Ankara’da hareketli günler / "Poker Face"

Türkiye, 13 yıl aradan sonra koalisyon hükümeti senaryolarını ve pazarlıkları tekrar tartışılmaya başladı. Türkiye için hiç de kolay olmayan bir dönem. Hele ki; seçim sathı mahallinde birbirine hakaret boyutlarını aşan çıkışlarla karşılık veren siyasi parti liderlerinin şimdi gelip aynı masada nasıl anlaşacağı ise başka bir boyut. Doğrusu sokaktaki vatandaş çok umutlu değil. Genç nesillerimiz ise geçmiş Türkiye siyasi tecrübelerini yaşamadıkları için, onlara bu durum biraz heyecan verici bir durum gibi gelebiliyor. Bu noktada Cumhurbaşkanı Erdoğan’ın “Egolarınızı bir kenara bırakın” sözleri tüm siyasi parti liderlerine kredi niteliğinde, dolayısıyla şimdi kimse “kavga atılan yumruğu” saymadan Türkiye için ortak bir çıkış yolu arıyor. Erken seçim seçeneği ise zannedilenin aksine, AK Parti ve CHP için şimdilik bir fayda sağlayacakmış gibi durmuyor.

Siyasette 24 saat...

Eski Cumhurbaşkanı Süleyman Demirel’in “siyasette 24 saat çok uzun bir süredir” sözleri şimdi Ankara’da yapılan koalisyon senaryoları ve pazarlıkları aşamasında tam da yerini ve anlamını buluyor. Zira değil 24 saat neredeyse her saat başı farklı pazarlıklar farklı senaryolar tartışılır durumda. Bir yandan alt seviyede siyasi partiler arasında sürdürülen görüşme trafiği, bir taraftan da medya üzerinden verilen sert mesajlar. kırmızı çizgiler... Önümüzdeki haftadan itibaren bu görüşmeler ve ikna turları artık baş döndürücü bir hal alacak.

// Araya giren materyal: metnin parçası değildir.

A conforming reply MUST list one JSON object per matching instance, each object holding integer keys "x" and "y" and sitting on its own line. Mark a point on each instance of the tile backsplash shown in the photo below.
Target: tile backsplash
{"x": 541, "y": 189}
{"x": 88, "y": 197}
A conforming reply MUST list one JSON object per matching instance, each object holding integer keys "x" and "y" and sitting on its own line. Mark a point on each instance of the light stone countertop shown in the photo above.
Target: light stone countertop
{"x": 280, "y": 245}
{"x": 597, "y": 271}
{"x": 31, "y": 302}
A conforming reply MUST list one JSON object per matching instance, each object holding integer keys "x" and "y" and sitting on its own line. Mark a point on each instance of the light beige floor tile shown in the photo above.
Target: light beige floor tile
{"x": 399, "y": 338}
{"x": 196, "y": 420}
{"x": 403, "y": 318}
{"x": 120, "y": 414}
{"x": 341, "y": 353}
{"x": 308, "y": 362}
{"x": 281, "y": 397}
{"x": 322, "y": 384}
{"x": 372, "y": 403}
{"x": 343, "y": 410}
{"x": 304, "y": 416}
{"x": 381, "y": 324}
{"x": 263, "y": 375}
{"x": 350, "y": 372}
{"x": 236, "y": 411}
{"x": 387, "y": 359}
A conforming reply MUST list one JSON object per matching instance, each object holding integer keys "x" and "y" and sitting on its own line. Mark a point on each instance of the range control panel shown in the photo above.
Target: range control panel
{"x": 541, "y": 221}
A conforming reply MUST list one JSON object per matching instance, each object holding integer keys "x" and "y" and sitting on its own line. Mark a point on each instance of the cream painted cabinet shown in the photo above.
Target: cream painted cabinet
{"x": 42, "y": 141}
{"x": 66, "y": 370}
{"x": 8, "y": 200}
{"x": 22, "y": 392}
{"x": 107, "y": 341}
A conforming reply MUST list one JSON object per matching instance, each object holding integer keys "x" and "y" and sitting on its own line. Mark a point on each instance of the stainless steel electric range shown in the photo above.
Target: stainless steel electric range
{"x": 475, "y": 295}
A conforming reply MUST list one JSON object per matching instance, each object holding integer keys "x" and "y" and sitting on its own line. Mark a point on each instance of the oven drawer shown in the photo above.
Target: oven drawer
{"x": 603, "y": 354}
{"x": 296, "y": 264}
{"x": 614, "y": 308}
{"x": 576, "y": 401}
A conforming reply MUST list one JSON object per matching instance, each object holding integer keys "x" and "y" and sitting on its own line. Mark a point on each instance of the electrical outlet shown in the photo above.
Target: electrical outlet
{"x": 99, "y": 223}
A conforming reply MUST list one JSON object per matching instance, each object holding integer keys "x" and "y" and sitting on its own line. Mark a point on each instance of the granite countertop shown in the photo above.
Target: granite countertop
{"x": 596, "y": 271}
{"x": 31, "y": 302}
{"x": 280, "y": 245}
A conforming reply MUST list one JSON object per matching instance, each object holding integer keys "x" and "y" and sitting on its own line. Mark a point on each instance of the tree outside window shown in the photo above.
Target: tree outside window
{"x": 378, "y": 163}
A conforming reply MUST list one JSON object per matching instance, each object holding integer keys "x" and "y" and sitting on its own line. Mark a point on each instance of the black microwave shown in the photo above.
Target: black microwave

İttifaklar ve senaryolar bir renk ortaya koyacak

Çiçeği burnunda milletvekilleri mazbatalarını alıp Ankara’ya gelmeye başladı. 22 Haziran’dan sonra milletvekilliği yeminini yaparak göreve başlayacak ve elbette ki koalisyon tartışmalarının rengi de ilk olarak Meclis Başkanlığı seçimi ile ortaya çıkacak. Hiçbir parti tek başına bir Meclis Başkanı çıkaracak çoğunluğa sahip değil. Bu durumda siyasi partiler arasındaki pazarlıklar ve ittifaklarla bir başkan seçecek. Bu seçim büyük ölçüde ittifakların ve senaryoların hangi noktada uzlaşıya varıldığını ortaya çıkacak.

Baykal ve İhsanoğlu…

Ankara kulislerinde TBMM Başkanlığı için iki isim ön plana çıkmış durumda. İlki en yaşlı üye sıfatı ile geçici Meclis Başkanlığı görevini de üstlenecek olan CHP Eski Genel Başkanı Deniz Baykal, bir diğeri ise MHP Milletvekili ve Cumhurbaşkanlığı seçiminde Erdoğan’ın rakibi ve çatı adayı Ekmeleddin İhsanoğlu.

Baykal arzulu

Baykal, en yaşlı üye sıfatı ile meclisi açacak ama siyasi tecrübesi ile de Meclis Başkanlığını sürdürmek arzusunda olduğunu yakın kurmayları ile paylaşmış durumda. Özellikle Cumhurbaşkanı Erdoğan ile yaptığı görüşmeden sonra bu konuda "Adaylığım konusunda partimden bir talep gelirse AK Parti'den de destek gelir" mesajı veriyor. Aslında bu mesajın anlamı şudur 'Ben aday başkan adayınız olayım, Erdoğan'ı ikna ederim zira Erdoğan'ın siyasi yasağının önündeki engelleri ben kaldırdım ve bu jesti beklemek hakkım üstelik CHP yıllardır susadığı iktidar olma hevesinin önünü de ben açarım. AK Parti- CHP koalisyonun kolaylaştırıcı yanı boyutu benim başkanlığım olur.”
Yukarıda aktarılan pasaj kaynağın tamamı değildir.